Here's a non-recursive dfs patterned on the above, but using the same stack variable for pred and i (in general you'd have a stack variable for every local variable and parameter that can change in your recursion):

void dfs_iter(bool graph[MAXNODES][MAXNODES],unsigned predecessor[]
              ,unsigned start)
{
    unsigned stack[MAXNODES]; // node indices
    unsigned n,pred;
    int top=0;
    stack[top]=start;
    for(;;) {
    recurse:
        // invariant: stack[top] is the next (maybe reached) node
        n=stack[top];
        if (!predecessor[n]) { // not started yet
            pred=top>0?stack[top-1]:MAXNODES;
            //show(n,pred);
            predecessor[n]=pred+1;
            // the first thing we can reach from n
            for (unsigned i=0;i<MAXNODES;++i)
                if (graph[n][i] && !predecessor[i]) {
                    stack[++top]=i; goto recurse; // push
                }
        }
        if (top>0) {
            pred=stack[top-1];
            // the next thing we can reach from pred after n
            for (unsigned i=n+1;i<MAXNODES;++i)
                if (graph[pred][i]) {
                    stack[top]=i; goto recurse; // replace top
                }
            --top;
        } else
            return;
    }
}

This could be structured without the goto (it's just a named continue to the outmost loop), but without any more real clarity in my opinion.
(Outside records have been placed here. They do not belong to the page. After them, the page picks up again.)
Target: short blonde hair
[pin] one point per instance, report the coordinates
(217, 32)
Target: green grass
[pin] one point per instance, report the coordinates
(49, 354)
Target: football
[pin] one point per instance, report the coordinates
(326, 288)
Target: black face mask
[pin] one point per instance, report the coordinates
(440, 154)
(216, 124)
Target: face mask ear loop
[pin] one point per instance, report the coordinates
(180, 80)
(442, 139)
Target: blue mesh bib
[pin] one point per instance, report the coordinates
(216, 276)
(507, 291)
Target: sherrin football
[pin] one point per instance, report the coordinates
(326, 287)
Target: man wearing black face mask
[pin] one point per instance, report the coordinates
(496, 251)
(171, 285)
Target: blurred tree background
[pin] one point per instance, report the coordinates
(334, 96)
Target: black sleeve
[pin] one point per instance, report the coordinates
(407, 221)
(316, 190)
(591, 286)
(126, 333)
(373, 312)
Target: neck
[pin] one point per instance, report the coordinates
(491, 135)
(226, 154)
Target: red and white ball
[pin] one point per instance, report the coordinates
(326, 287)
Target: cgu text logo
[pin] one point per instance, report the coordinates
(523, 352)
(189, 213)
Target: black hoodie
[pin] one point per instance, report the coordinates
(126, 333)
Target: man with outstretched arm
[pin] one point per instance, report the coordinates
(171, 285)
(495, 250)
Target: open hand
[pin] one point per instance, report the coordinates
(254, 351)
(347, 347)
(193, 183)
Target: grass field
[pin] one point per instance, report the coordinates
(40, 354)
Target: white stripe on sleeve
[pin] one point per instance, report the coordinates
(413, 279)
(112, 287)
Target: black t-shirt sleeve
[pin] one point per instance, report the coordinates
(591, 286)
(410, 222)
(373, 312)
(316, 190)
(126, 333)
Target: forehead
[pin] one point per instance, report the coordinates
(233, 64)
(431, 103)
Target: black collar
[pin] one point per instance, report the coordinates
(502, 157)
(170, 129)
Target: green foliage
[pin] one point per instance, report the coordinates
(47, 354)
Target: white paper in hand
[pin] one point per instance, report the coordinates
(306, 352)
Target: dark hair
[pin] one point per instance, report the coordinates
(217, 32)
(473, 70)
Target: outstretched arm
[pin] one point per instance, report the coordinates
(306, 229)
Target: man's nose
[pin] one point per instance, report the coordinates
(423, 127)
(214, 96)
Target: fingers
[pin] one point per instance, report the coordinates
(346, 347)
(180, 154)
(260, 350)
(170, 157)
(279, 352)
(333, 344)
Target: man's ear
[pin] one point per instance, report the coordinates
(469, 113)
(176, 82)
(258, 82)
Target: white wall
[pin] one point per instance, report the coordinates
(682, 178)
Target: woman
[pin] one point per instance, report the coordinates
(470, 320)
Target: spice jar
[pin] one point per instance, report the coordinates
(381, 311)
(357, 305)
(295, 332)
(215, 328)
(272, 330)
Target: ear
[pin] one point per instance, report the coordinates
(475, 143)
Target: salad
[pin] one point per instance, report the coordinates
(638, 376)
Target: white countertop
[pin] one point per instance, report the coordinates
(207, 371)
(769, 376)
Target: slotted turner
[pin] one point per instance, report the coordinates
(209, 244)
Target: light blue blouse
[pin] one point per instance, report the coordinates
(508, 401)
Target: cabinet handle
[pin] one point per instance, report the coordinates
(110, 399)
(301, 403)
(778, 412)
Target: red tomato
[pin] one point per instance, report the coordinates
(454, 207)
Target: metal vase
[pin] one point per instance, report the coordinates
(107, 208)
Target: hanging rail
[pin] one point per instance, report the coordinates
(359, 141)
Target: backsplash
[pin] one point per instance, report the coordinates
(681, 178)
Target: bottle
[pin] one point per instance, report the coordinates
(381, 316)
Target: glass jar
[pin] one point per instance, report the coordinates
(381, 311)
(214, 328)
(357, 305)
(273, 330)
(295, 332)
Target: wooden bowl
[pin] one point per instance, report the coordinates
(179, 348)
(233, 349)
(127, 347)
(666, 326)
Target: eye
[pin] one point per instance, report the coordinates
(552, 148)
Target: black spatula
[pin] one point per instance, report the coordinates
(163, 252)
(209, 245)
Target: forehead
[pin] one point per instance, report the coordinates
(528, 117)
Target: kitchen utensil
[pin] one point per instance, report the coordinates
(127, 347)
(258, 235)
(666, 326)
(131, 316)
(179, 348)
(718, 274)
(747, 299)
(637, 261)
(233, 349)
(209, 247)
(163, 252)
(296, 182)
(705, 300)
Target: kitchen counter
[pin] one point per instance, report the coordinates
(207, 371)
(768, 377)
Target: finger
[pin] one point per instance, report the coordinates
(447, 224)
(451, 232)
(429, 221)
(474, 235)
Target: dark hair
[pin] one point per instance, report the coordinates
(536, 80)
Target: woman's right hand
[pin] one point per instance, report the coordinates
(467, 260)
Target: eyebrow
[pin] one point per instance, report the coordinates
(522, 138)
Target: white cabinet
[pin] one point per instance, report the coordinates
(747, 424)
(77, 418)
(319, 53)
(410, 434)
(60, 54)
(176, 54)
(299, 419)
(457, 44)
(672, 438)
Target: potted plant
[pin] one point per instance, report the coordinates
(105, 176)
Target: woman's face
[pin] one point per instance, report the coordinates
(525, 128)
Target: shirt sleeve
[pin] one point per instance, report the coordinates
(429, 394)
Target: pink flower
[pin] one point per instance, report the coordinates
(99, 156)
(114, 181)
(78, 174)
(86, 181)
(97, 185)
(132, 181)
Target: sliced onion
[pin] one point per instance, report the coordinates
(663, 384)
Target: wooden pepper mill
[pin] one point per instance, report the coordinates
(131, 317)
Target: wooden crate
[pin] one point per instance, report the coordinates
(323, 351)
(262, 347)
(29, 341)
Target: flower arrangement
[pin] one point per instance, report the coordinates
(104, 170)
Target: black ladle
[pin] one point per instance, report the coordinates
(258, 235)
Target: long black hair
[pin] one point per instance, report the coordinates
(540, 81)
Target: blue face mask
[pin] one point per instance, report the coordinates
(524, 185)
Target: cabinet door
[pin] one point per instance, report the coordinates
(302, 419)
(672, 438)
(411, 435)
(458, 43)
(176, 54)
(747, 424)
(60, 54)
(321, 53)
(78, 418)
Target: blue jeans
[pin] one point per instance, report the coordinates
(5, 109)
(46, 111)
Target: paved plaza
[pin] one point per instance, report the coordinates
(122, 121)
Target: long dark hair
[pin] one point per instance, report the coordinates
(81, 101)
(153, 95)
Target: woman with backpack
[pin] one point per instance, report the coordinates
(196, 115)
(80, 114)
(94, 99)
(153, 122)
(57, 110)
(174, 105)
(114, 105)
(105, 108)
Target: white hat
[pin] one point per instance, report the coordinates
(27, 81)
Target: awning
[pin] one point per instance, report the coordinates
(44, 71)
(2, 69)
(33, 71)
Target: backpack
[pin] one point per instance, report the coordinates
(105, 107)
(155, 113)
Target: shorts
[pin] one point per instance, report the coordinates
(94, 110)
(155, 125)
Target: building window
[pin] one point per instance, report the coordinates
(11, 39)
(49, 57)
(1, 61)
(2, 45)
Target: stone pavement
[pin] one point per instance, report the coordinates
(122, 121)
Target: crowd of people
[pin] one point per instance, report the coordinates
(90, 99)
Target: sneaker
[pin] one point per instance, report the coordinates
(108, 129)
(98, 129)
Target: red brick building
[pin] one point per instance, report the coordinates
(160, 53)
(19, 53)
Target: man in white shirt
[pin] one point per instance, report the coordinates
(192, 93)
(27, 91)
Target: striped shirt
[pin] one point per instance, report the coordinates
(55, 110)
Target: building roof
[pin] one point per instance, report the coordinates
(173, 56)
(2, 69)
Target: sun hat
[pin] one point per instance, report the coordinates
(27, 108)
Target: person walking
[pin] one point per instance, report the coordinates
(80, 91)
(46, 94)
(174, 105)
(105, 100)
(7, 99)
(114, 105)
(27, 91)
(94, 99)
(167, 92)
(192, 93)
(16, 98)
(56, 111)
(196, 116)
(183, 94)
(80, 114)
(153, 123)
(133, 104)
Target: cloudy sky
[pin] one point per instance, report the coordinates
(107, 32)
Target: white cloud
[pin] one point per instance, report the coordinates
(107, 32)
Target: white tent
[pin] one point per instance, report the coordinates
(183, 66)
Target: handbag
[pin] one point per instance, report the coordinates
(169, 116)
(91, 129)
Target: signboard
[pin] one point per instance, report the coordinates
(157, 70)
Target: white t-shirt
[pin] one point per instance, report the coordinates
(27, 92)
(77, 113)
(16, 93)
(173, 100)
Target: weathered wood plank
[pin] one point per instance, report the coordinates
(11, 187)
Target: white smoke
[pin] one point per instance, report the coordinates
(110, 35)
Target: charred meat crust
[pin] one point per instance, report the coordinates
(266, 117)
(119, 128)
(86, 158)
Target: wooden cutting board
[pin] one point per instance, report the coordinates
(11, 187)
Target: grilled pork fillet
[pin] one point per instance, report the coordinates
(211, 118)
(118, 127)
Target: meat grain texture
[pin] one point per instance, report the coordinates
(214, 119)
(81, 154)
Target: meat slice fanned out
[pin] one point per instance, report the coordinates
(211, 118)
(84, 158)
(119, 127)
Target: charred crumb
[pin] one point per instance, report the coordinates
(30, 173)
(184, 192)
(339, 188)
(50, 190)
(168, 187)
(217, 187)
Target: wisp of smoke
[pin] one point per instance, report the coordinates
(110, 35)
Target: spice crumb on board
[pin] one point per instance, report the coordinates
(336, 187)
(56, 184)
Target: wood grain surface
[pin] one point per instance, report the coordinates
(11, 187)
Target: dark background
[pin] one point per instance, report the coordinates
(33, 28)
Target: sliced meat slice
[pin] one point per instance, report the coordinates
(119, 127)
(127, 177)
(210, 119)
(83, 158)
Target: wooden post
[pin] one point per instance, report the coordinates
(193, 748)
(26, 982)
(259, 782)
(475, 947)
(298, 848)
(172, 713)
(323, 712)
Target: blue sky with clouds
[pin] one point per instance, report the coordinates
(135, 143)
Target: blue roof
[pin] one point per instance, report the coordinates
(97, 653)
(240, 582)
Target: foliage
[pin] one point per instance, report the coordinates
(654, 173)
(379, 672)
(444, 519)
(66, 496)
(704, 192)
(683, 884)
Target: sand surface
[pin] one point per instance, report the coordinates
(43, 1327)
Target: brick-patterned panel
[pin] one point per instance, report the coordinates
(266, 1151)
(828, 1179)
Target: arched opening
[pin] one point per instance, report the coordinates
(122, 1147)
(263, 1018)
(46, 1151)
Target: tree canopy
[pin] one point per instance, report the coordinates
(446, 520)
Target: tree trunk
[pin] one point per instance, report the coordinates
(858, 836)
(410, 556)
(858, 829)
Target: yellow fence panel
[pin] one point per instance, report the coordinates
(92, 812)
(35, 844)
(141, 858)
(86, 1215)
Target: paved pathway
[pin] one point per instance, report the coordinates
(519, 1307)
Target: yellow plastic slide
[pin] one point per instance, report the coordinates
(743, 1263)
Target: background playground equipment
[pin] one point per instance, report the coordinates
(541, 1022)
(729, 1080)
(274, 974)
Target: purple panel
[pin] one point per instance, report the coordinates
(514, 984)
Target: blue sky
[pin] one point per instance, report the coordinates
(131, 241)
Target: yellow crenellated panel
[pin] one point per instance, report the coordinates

Anyway, recursive calls are far simpler. There's recursive pseudocode for Tarjan's strongly connected components algorithm you can transcribe fairly directly. If you need help making it non-recursive (explicit stack), ask.

Answer 3

Run Dijkstra's algorithm. If at the end your queue is empty and some of the vertices aren't colored your graph isn't connected. This is guaranteed linear time, the dfs approach has a worst case analysis of quadratic.